Firstly, let’s look at dominant rucks, being that defences aren’t set and the markers aren’t square, it’s the hookers job to scoot out and make the yardage. This sort of ruck will suit hookers like Kruise Leeming, Brad Dwyer and Daryl Clark, where they can use their speed to get out and create problems right up to the line.

The break in the markers gives Leeming a chance to hit the gap, knowing the defenders aren’t legally allowed to tackle him until they have retreated the full ten yards, giving Huddersfield a guaranteed 10 yards and the probability of another quick ruck, giving Leeming will be braced for contact. This is a tactic Warrington try to use frequently, utilising Daryl Clark as much as possible.

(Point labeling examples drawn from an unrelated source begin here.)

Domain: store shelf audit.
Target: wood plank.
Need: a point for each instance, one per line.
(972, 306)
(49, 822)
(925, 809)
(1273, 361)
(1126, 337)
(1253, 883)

There is also a little caveat to these runs, being that once you are in front of the ruck, and the defenders are retreating you can look to offload the ball to a forward who is running his line also in the knowledge that the defending line isn’t moving forward both because they have been caught by the quick play the ball and as to not break open the defensive line to allow the hooker to find a gap whilst on the front foot.

A short ball to the forward in that position can be effective in guaranteeing the quicker play the ball, as rarely do forwards coming onto dominate contact, not win the ruck and subsequently a quick play the ball.

The other use of the scoot is probably the more skilful of the two, and is, in my opinion, the key to being a successful modern day hooker.

In attacking situations, timing and execution is paramount to the job of a number 9. It is rare in these situations that the defence will have man for man lined up, given that there are two markers and, assuming the hooker does his job to get round the ruck, only one attacker. The next step is for the hooker to get his hips square to the defensive line - it sounds so simple but it’s effective. If the hookers hips are parallel to the defenders’, the defence has no choice but to close the gap, with the obvious possibility of the dummy half breaking through the defensive line themselves. After the defence has pushed in, a well execution pass will give the halfback’s space to work with, which is where players like Lee Gaskell, Jackson Hastings and Jonny Lomax thrive.

Hookers are the start of almost every point scoring attack, and more often than not are an extremely important part of those scoring plays, with the disappointing part being that it usually goes unnoticed.

I’d go into the defensive, but you only have to look at the defensive stats of Danny Houghton, Sam Powell etc. to understand the sort of work these men have to go through game to game.

Number 9’s of the Rugby League world, we salute you.